Very recently, I issued a redemption instruction for about R500 000 from one of the ETFs on the ETFSA platform (administered by AOS Online). This process normally takes around 5-7 working days, but after 16 working days I had still not received any proceeds. When I queried this delay, I received an email saying there had been a “glitch” in the system and that it was being resolved. It took another two weeks and several more requests before I finally received all the funds. Not good enough at all.
- Lack of multi-asset ETF solutions for retirement funds and offshore investing
Gradidge says that while some investors are aware of ETFs, they aren't always aware of where and how to incorporate them into their portfolios.
According to Jannie Leach, Head of Core Investments at Nedgroup investments, the vast majority of ETFs are single asset class solutions. “With the implementation of the ‘look-through principle’ for all retirement savings, individuals can’t only use full equity portfolios in the retirement saving annuities and preservation funds and hence are compelled to use funds that are compliant with Regulation 28 of the Pension Funds Act. This makes it difficult to use most of the index products available because the investor needs to do their own asset allocation.”
He says multi-asset rules based unit trusts and ETFs have been introduced to the market over the past couple of years. Almost all of the assets (R27bn) are in unit trusts, rather than ETFs.One of the reasons for this is that of the handful of multi-asset ETFs available in South Africa, few offer global multi-asset exposure. The best range of options I could find online was itransact, which offers six multi asset ETFs with global exposure.
- Performance issues in SA
According to Andrew Bradley of Fiscal Private Client Services, many active managers in SA performed better than the index in the boom times for ETF’s globally.
"This was due to the SA index distortion with resource securities. For many years the active bet in SA had been over/under weight resource stocks being the differentiator, and under-weight being the big winner. Also, as a slightly less efficient market, it was a bit easier for active managers to add value. These factors no longer exist, but the perception of the SA ETF market performance is behind the curve because of this."
- Fees – not always the cheapest
There is a lot of debate around the cost comparison between ETFs vs passive unit trusts. There can be no doubt that most ETFs that track local indexes have cheaper ongoing fees than their unit trust counterparts.
However, it is important to factor in transaction related expenses when calculating total costs for ETFs. Unit trusts only incur transaction costs inside the fund structure whereas because ETFs are traded on an exchange, they incur an additional acquisition cost to buy or sell which is not disclosed under the ETF’s total investment charges. Then there are the ‘spreads’ between bid and offer prices on ETFs, which can also be seen as an additional acquisition cost to the investors as this is where market-makers are remunerated.
Finally, because they do not yet have critical mass, the fees charged by ETFs that track global indexes are more expensive than you would imagine. For example, the Sygnia MSCI World Index ETF has an annual fee of 0.68%.
That is without the transaction related expenses incurred when buying and selling the ETF. That is way more expensive than the equivalent ETFs available offshore through companies like Vanguard, which charge as little as 0.1% to access the MSCI World Index.

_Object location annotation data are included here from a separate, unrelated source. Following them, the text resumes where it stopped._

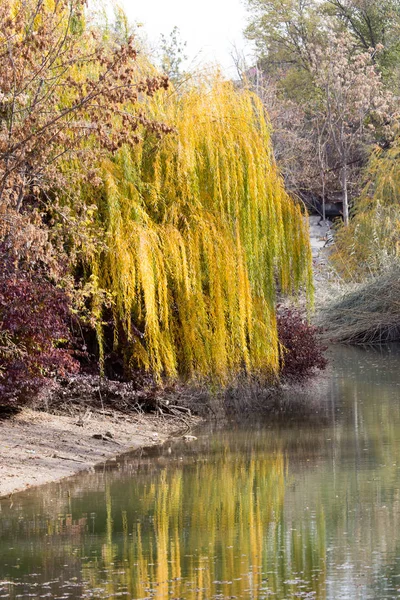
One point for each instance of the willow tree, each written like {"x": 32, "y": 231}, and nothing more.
{"x": 200, "y": 236}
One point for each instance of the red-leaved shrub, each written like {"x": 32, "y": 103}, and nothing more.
{"x": 34, "y": 335}
{"x": 303, "y": 354}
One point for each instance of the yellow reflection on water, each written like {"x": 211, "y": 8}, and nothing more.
{"x": 216, "y": 530}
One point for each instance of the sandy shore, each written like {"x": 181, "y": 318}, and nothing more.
{"x": 37, "y": 447}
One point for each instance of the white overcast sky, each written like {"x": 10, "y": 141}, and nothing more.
{"x": 210, "y": 27}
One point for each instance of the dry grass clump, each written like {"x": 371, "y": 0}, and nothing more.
{"x": 368, "y": 315}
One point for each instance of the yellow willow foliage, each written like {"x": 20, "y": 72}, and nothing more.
{"x": 372, "y": 240}
{"x": 200, "y": 234}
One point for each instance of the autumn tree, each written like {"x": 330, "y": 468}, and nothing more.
{"x": 68, "y": 99}
{"x": 353, "y": 102}
{"x": 65, "y": 96}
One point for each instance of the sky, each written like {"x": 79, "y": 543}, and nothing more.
{"x": 211, "y": 28}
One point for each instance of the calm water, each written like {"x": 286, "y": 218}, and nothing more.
{"x": 306, "y": 510}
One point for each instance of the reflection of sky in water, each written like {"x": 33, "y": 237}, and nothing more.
{"x": 308, "y": 509}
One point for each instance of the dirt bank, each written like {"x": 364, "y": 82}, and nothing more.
{"x": 38, "y": 447}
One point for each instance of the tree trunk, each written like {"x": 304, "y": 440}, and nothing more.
{"x": 345, "y": 195}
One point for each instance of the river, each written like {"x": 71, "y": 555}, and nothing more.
{"x": 302, "y": 508}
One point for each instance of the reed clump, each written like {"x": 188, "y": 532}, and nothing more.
{"x": 368, "y": 315}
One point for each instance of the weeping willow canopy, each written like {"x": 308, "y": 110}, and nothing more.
{"x": 200, "y": 235}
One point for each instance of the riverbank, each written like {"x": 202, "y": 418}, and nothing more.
{"x": 37, "y": 447}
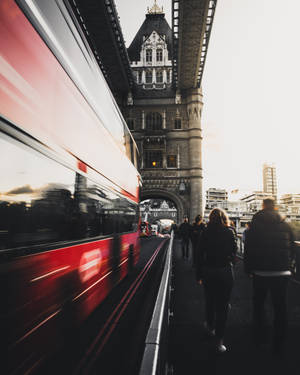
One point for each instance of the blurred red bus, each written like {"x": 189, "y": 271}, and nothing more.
{"x": 69, "y": 184}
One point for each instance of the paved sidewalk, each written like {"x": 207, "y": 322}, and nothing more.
{"x": 192, "y": 353}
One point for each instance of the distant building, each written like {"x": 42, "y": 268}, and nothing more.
{"x": 270, "y": 180}
{"x": 290, "y": 199}
{"x": 236, "y": 210}
{"x": 290, "y": 206}
{"x": 254, "y": 200}
{"x": 214, "y": 197}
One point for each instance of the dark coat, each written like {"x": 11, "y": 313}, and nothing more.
{"x": 217, "y": 248}
{"x": 269, "y": 244}
{"x": 196, "y": 231}
{"x": 185, "y": 231}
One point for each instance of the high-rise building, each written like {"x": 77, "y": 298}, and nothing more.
{"x": 215, "y": 196}
{"x": 270, "y": 180}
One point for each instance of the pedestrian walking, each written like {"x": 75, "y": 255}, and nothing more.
{"x": 196, "y": 230}
{"x": 184, "y": 232}
{"x": 215, "y": 257}
{"x": 269, "y": 250}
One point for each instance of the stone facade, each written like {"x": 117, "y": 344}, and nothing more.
{"x": 165, "y": 123}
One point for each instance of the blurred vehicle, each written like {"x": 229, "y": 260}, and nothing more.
{"x": 69, "y": 184}
{"x": 154, "y": 229}
{"x": 145, "y": 230}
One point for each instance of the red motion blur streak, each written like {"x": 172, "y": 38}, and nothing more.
{"x": 38, "y": 96}
{"x": 99, "y": 342}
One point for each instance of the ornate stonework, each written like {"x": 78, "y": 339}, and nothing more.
{"x": 164, "y": 122}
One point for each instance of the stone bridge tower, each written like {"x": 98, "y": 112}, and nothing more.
{"x": 165, "y": 123}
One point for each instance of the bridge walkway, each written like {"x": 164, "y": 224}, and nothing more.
{"x": 191, "y": 352}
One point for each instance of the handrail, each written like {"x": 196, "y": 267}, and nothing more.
{"x": 152, "y": 358}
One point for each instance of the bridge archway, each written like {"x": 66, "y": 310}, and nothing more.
{"x": 161, "y": 194}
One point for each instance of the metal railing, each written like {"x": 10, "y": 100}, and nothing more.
{"x": 155, "y": 353}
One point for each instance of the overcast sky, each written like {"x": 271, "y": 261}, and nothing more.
{"x": 250, "y": 87}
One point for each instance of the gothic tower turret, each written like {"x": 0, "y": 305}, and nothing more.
{"x": 164, "y": 122}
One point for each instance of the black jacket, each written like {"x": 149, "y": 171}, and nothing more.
{"x": 196, "y": 231}
{"x": 185, "y": 231}
{"x": 269, "y": 244}
{"x": 217, "y": 248}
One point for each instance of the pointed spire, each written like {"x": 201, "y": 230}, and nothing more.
{"x": 155, "y": 9}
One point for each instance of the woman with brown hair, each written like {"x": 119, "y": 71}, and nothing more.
{"x": 216, "y": 253}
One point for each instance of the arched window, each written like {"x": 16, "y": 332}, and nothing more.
{"x": 159, "y": 54}
{"x": 140, "y": 75}
{"x": 130, "y": 124}
{"x": 149, "y": 76}
{"x": 148, "y": 55}
{"x": 177, "y": 124}
{"x": 168, "y": 76}
{"x": 153, "y": 121}
{"x": 159, "y": 76}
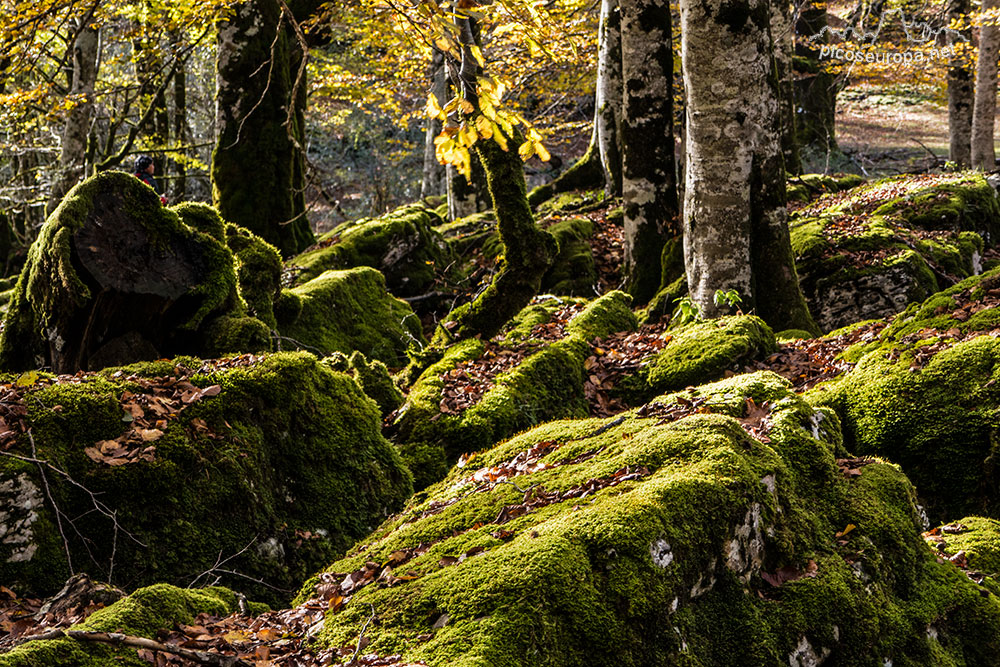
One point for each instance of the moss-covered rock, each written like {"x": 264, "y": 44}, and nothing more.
{"x": 113, "y": 278}
{"x": 869, "y": 252}
{"x": 281, "y": 470}
{"x": 666, "y": 541}
{"x": 344, "y": 311}
{"x": 700, "y": 353}
{"x": 924, "y": 394}
{"x": 401, "y": 244}
{"x": 141, "y": 614}
{"x": 547, "y": 384}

It’s also not much of a cost advantage over some of the passive (and even active) global unit trusts available in SA.
- No South African tax advantage for passive investors
One important difference between the US and South African investment contexts is that ETFs – a popular passive vehicle in the US – enjoy a substantial tax advantage over actively managed unit trusts. This arbitrage has been one of the key drivers of the US move towards ETF investments.
However, according to Leach, this advantage does not exist in South Africa, where the two are subject to identical tax treatment. This makes for a less compelling case for local investors to use ETFs compared to the US.